Polisi juga berbicara soal terlapor, yakni Direktur Utama (Dirut) RS Ummi, Andi Tatat dan menjelaskan soal pasal yang memuat pertanggung jawaban seorang kepala perusahaan.
Dia juga menyebutkan, Pasal 11 undang-undang tersebut berbunyi, "Barang siapa yang mempunyai tanggung jawab dalam lingkungan tertentu yang mengetahui adanya penderita atau tersangka penderita penyakit sebagaimana dimaksud dalam Pasal 3, wajib melaporkan kepada Kepala Desa atau Lurah dan/atau Kepala Unit Kesehatan terdekat dalam waktu secepatnya."
"Kepala Unit Kesehatan dan/atau Kepala Desa atau Lurah setempat sebagaimana dimaksud dalam ayat (1) masing-masing segera melaporkan kepada atasan langsung dan instansi lain yang bersangkutan."
"Tata cara penyampaian laporan sebagaimana dimaksud dalam ayat (1) dan ayat (2) serta tata cara penyampaian laporan adanya penyakit yang dapat menimbulkan wabah bagi nakhoda kendaraan air dan udara diatur dengan peraturan perundang-undangan."
Dirreskrimum menjelaskan alasan Dirut RS Ummi yang dilaporkan. "Karena dia yang bertanggung jawab dalam rumah sakit. Jadi yang bersangkutan bisa dimintai pertanggungjawaban," jelasnya di Mapolda Jabar, Bandung, Senin (30/11/2020).

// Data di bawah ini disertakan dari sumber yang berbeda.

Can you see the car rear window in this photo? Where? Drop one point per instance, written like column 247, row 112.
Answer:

"Kalau mengacu pada aturan ini, clear semua. Siapa yang bertanggung jawab kejadian di rumah sakit di Bogor ketahuan dari unsur barang siapa," sambung Patoppoi.

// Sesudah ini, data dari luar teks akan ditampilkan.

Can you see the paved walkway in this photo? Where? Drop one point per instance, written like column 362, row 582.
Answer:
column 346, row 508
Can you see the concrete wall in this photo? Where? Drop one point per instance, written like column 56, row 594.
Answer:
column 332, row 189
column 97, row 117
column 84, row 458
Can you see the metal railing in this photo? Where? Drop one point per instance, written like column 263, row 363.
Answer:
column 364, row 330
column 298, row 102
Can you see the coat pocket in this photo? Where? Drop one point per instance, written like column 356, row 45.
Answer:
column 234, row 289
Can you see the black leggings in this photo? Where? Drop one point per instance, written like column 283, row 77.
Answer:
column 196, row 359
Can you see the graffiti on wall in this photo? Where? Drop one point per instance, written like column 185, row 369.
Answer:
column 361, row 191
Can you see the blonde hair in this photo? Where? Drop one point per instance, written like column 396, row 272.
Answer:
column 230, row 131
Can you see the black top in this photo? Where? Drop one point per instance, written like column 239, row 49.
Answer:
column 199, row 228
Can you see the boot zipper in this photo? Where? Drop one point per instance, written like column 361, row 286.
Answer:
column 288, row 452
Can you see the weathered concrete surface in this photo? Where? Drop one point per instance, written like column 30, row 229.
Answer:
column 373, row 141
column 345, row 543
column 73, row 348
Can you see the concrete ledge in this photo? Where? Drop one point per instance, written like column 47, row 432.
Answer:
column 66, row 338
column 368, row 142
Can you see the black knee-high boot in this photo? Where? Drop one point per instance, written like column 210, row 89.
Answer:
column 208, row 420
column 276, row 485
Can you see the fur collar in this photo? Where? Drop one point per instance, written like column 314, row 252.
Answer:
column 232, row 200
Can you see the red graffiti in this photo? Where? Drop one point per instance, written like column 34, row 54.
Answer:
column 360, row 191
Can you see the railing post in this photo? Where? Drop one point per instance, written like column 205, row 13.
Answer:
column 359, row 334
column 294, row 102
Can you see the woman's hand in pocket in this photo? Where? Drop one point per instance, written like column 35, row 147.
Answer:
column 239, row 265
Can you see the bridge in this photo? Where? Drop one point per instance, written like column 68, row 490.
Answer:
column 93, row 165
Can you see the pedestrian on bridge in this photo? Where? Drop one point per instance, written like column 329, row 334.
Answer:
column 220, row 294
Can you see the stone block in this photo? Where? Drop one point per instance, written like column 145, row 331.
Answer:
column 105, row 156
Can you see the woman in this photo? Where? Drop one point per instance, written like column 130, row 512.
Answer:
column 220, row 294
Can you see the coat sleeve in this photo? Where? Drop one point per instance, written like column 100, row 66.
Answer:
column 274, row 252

Lebih lanjut Patoppoi mengatakan, pihaknya juga sudah mulai menyelidiki laporan polisi terhadap Dirut RS Ummi, Andi Tatat dengan memanggil 10 saksi, termasuk menantu Habib Rizieq Shihab.
"Satu menantu MR alias HMR, kemudian dua dari Mer-C yang katanya melakukan swab dan tujuh dari rumah sakit," sebut Patoppoi.

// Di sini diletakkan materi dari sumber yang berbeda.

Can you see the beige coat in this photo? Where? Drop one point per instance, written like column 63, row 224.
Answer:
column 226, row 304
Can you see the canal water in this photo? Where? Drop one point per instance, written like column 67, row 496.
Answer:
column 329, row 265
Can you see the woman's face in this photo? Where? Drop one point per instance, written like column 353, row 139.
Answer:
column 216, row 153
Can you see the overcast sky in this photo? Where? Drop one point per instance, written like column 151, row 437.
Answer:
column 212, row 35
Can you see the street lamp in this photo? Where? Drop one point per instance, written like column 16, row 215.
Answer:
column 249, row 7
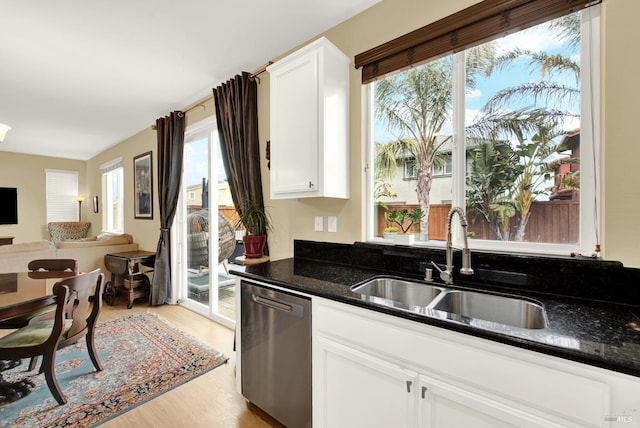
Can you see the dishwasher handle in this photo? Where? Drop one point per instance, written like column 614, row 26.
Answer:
column 279, row 305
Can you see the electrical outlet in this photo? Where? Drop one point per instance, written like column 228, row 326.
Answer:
column 332, row 223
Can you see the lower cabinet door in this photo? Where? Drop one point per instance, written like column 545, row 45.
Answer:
column 359, row 390
column 442, row 405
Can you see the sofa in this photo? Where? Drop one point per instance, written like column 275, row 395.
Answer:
column 89, row 252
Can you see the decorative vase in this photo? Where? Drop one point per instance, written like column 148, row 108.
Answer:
column 389, row 235
column 404, row 239
column 254, row 245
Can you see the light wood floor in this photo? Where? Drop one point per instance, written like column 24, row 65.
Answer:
column 208, row 401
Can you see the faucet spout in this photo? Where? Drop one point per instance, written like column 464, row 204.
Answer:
column 466, row 254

Ketujuh orang dari RS Ummi yang dipanggil tersebut, mulai dari dirut hingga perawat. Pemanggilan ini dalam kapasitas klarifikasi atas laporan polisi bernomor LP/650/XI/2020/JBR/POLRESTA BOGOR KOTA dengan terlapor Dirut RS Ummi, Andi Tatat.
"Kita secepatnya melakukan penyelidikan. Setelah selesai akan ditingkatkan melalui mekanisme gelar, apakah bisa ditingkatkan. Kita mencari tadi, barang siapa," jelasnya.
Pemanggilan ke-10 orang saksi ini telah dilayangkan sejak Sabtu (28/11/2020) lalu. Mereka diundang datang ke Mapolresta Bogor untuk dimintai klarifikasinya hari ini, Senin (30/11/2020).
"Yang sepuluh (orang) Sabtu sudah diundang klarifikasi hari ini. Kita harap kooperatif. Kita ingin secepatnya sama-sama mengetahui siapa yang bertanggung jawab," tandasnya.
Diketahui, Dirut RS Ummi, Andi Tatat dilaporkan Satgas Penanganan COVID-19 Kota Bogor karena dinilai menghalang-halangi upaya satgas untuk melakukan tes swab terhadap Habib Rizieq yang dirawat di rumah sakit tersebut.
Sebelumnya diberitakan, Kapolda Jabar, Irjen Pol Ahmad Dofiri menegaskan bahwa dugaan manajemen RS Ummi yang berupaya menghalangi atau menghambat penanganan atau penanggulangan wabah COVID-19 seperti yang tercantum dalam laporan sebagai delik pidana murni.
"Ini bukan delik aduan, tapi pidana murni. Kalau pidana murni, kewajiban negara melalui aparatnya, yakni kepolisian untuk menghandle langsung dan mengusut perkara ini," tegas Dofiri.